Germany must revamp system of mobility taxes – UBA report
Clean Energy Wire
Germany has to reform its transport sector taxes to help reach climate targets, but also to ensure sufficient revenue in a climate-friendly mobility future, says a report commissioned by the Federal Environment Agency (UBA) and published by the Institute for Applied Ecology (Öko-Institut) and Green Budget Germany (FÖS). “The current system of taxing mobility stems from a ‘fossil age’,” write the authors. “It no longer fits the requirements for a sustainable, fair, individual mobility.” The faster electrically powered vehicles replace conventional petrol and diesel vehicles in the coming years, the faster the revenue from energy taxes will decline, says the report. Should the transport sector reach its 2030 greenhouse gas reduction target through comprehensive electrification, revenues would drop from 35 billion euros (2019) to 23 billion euros, if the current system remained in place. Taxes on electricity would not fill the gap left behind by declining tax revenues on petrol and diesel.
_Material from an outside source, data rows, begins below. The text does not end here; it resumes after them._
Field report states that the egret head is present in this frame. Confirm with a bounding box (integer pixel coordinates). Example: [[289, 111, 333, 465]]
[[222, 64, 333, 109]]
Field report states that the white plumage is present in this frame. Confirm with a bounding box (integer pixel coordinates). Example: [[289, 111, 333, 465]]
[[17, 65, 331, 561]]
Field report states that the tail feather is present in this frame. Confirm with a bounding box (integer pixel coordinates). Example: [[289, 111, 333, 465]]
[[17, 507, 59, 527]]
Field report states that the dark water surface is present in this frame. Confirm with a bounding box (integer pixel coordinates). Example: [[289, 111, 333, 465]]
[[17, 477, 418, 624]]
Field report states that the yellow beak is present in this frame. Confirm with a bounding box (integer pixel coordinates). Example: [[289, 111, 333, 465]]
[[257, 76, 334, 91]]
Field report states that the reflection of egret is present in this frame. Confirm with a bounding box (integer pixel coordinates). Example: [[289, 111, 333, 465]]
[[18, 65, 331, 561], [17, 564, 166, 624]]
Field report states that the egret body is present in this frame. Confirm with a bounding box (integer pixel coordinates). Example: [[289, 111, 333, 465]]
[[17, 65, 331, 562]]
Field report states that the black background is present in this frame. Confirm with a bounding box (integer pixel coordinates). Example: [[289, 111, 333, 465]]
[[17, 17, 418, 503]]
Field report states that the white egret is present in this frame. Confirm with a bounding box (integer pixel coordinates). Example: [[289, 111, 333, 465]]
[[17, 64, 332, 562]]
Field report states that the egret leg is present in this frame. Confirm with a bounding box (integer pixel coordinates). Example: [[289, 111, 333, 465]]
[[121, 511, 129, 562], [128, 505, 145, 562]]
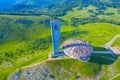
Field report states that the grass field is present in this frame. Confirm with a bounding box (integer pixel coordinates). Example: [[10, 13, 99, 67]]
[[0, 11, 120, 80]]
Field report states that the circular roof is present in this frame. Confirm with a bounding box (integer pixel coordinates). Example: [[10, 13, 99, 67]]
[[63, 38, 93, 59]]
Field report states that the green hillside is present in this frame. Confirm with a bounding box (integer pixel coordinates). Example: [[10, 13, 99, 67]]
[[0, 0, 120, 80], [8, 58, 101, 80], [0, 15, 120, 80]]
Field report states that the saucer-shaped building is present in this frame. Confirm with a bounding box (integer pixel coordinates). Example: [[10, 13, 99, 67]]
[[62, 38, 93, 61]]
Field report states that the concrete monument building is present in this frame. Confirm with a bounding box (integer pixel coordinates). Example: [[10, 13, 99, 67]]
[[62, 38, 93, 61]]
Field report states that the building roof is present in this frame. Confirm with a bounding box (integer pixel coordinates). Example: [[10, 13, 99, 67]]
[[63, 38, 93, 58]]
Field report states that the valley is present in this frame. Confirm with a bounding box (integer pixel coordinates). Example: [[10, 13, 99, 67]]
[[0, 0, 120, 80]]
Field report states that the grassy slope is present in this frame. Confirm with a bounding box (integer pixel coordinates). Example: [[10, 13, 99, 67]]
[[0, 6, 120, 79], [112, 38, 120, 47], [16, 58, 101, 80]]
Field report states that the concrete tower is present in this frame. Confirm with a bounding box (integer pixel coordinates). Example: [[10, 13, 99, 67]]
[[50, 20, 60, 55]]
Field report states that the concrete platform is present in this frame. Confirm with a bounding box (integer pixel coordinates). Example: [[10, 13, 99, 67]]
[[49, 51, 67, 58]]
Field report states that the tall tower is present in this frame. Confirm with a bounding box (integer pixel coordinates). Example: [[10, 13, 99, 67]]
[[50, 20, 60, 55]]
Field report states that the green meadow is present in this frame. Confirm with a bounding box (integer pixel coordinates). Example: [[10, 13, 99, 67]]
[[0, 5, 120, 80]]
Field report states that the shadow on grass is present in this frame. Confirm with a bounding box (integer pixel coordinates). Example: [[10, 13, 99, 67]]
[[89, 47, 118, 65]]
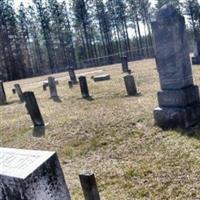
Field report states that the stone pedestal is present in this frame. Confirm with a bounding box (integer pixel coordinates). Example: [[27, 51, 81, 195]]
[[93, 74, 110, 82], [121, 56, 129, 73], [152, 4, 200, 128], [124, 75, 137, 96], [68, 68, 78, 84], [0, 81, 7, 105], [0, 148, 71, 200], [14, 84, 24, 102], [23, 92, 45, 127], [79, 76, 90, 98]]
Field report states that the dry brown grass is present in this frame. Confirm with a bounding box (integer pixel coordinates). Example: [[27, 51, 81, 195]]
[[0, 60, 200, 200]]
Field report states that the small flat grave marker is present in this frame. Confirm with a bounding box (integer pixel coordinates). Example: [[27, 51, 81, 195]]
[[0, 148, 70, 200], [0, 81, 7, 105]]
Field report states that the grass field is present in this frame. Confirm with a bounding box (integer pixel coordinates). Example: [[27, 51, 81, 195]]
[[0, 60, 200, 200]]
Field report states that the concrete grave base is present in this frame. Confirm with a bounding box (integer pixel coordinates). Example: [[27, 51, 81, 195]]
[[158, 85, 200, 107], [154, 104, 200, 128], [192, 56, 200, 65], [0, 148, 71, 200]]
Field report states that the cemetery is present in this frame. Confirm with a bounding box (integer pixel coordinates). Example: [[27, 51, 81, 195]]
[[0, 1, 200, 200]]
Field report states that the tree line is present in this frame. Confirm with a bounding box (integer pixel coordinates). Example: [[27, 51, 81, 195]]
[[0, 0, 200, 80]]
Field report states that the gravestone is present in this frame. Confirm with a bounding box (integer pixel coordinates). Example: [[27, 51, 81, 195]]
[[14, 84, 24, 102], [192, 32, 200, 65], [124, 75, 137, 96], [0, 148, 71, 200], [43, 79, 59, 91], [152, 4, 200, 128], [79, 76, 90, 98], [68, 67, 78, 84], [79, 172, 100, 200], [121, 56, 129, 73], [23, 92, 45, 127], [48, 77, 58, 98], [92, 74, 110, 82], [0, 81, 7, 105]]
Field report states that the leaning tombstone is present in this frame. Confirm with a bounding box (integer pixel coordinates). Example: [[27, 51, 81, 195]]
[[79, 76, 90, 98], [14, 84, 24, 102], [79, 172, 100, 200], [152, 4, 200, 128], [121, 56, 129, 73], [0, 148, 71, 200], [12, 88, 16, 94], [192, 32, 200, 65], [93, 74, 110, 82], [124, 75, 137, 96], [68, 81, 73, 88], [23, 92, 45, 127], [68, 67, 78, 84], [48, 77, 58, 98], [0, 81, 7, 105]]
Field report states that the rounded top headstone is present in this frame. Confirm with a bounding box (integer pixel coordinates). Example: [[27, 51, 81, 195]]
[[156, 4, 183, 23]]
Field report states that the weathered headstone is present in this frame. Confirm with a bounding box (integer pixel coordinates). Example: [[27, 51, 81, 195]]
[[79, 172, 100, 200], [42, 79, 59, 91], [0, 81, 7, 105], [124, 75, 137, 96], [152, 4, 200, 128], [79, 76, 90, 98], [192, 32, 200, 65], [23, 92, 45, 127], [48, 77, 58, 98], [14, 84, 24, 102], [93, 74, 110, 82], [121, 56, 129, 73], [68, 68, 78, 84], [68, 81, 73, 88], [0, 148, 71, 200]]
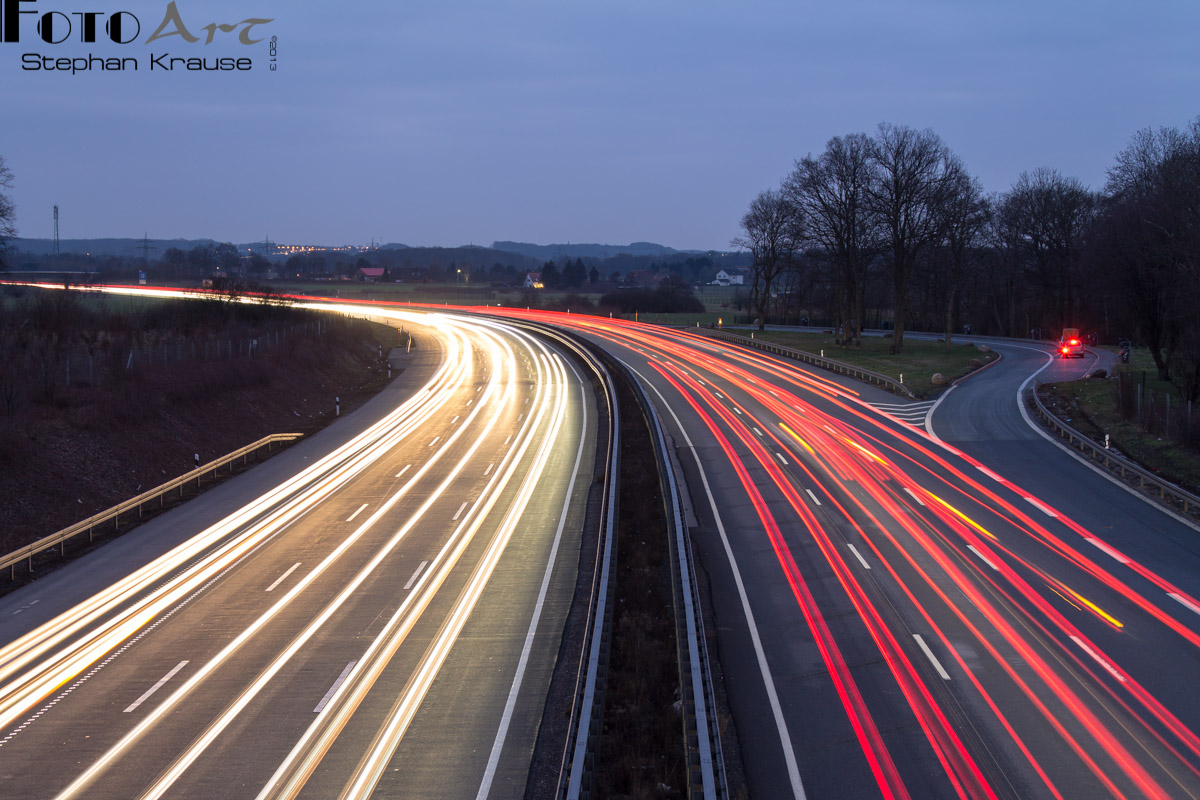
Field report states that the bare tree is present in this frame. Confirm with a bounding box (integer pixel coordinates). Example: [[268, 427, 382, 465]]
[[936, 152, 990, 353], [870, 122, 947, 353], [1088, 118, 1200, 391], [997, 167, 1096, 330], [784, 133, 878, 344], [0, 156, 17, 267], [731, 190, 803, 330]]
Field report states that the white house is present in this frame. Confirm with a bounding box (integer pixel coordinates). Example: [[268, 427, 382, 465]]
[[713, 269, 746, 287]]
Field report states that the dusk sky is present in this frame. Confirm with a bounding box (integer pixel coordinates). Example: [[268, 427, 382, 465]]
[[0, 0, 1200, 249]]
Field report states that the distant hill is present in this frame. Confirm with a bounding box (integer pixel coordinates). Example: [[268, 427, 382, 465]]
[[12, 239, 220, 258], [492, 241, 702, 261]]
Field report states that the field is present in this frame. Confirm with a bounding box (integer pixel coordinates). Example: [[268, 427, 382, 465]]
[[734, 331, 997, 398], [1038, 348, 1200, 492]]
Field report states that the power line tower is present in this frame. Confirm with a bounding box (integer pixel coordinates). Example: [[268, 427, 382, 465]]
[[142, 233, 158, 266]]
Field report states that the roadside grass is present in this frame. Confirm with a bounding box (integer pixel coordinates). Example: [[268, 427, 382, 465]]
[[739, 331, 998, 398], [1038, 348, 1200, 492]]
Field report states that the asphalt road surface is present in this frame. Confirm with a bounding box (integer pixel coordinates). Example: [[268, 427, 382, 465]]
[[0, 314, 598, 799], [518, 318, 1200, 799]]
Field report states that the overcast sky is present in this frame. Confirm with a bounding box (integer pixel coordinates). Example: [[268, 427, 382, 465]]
[[0, 0, 1200, 248]]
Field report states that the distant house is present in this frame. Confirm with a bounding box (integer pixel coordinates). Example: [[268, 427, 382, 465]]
[[712, 267, 750, 287]]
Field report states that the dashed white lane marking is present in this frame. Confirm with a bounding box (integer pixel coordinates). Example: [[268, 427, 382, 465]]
[[125, 661, 187, 714], [10, 600, 40, 616], [312, 661, 358, 714], [404, 561, 430, 591], [1084, 536, 1129, 564], [869, 401, 937, 428], [912, 633, 950, 680], [263, 561, 300, 591], [967, 545, 1000, 572], [1070, 636, 1126, 684], [1166, 591, 1200, 614], [1025, 498, 1058, 517]]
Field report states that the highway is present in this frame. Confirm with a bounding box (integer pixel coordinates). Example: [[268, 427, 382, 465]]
[[0, 306, 606, 799], [499, 317, 1200, 799]]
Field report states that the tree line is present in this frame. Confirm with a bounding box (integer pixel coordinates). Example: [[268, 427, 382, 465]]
[[732, 118, 1200, 398]]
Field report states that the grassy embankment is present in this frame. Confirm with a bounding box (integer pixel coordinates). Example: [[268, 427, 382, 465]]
[[0, 288, 397, 552], [1038, 348, 1200, 492], [733, 331, 997, 398]]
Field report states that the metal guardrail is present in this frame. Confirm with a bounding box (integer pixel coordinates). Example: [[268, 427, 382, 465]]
[[624, 371, 730, 800], [1030, 385, 1200, 517], [0, 433, 304, 579], [528, 320, 728, 800], [535, 323, 620, 800], [689, 327, 916, 399]]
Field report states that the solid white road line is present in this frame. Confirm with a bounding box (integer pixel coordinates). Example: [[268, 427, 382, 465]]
[[1166, 591, 1200, 614], [404, 561, 430, 591], [312, 661, 358, 714], [125, 661, 187, 714], [912, 633, 950, 680], [967, 545, 1000, 572], [1084, 536, 1129, 564], [264, 561, 300, 591], [475, 365, 588, 800], [623, 362, 808, 800], [1070, 636, 1126, 684]]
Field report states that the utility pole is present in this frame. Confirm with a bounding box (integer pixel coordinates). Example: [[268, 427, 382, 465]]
[[142, 233, 158, 266]]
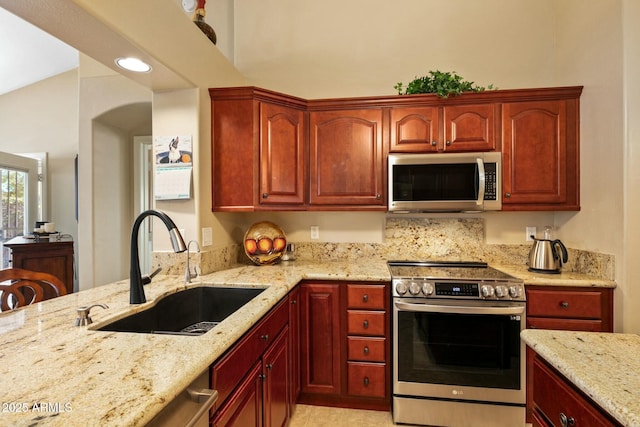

The authors propose short-term measures from 2023, including ambitiously raising the national carbon price on transport fuels while abolishing the renewables levy, basing the truck toll partly on CO2 emissions and higher taxes on company cars. In the long term (from 2035), a mileage-dependent car toll system together with the truck toll can ensure sufficient revenue to finance the transport system by those who actually use it.
Germany’s transport sector is “miles away” from reaching its 2030 climate target or climate neutrality by 2045, write the authors. Greenhouse gas emissions from the sector have remained almost unchanged since 1990, as efficiency gains of passenger cars have been eaten up by a move to bigger and more powerful models.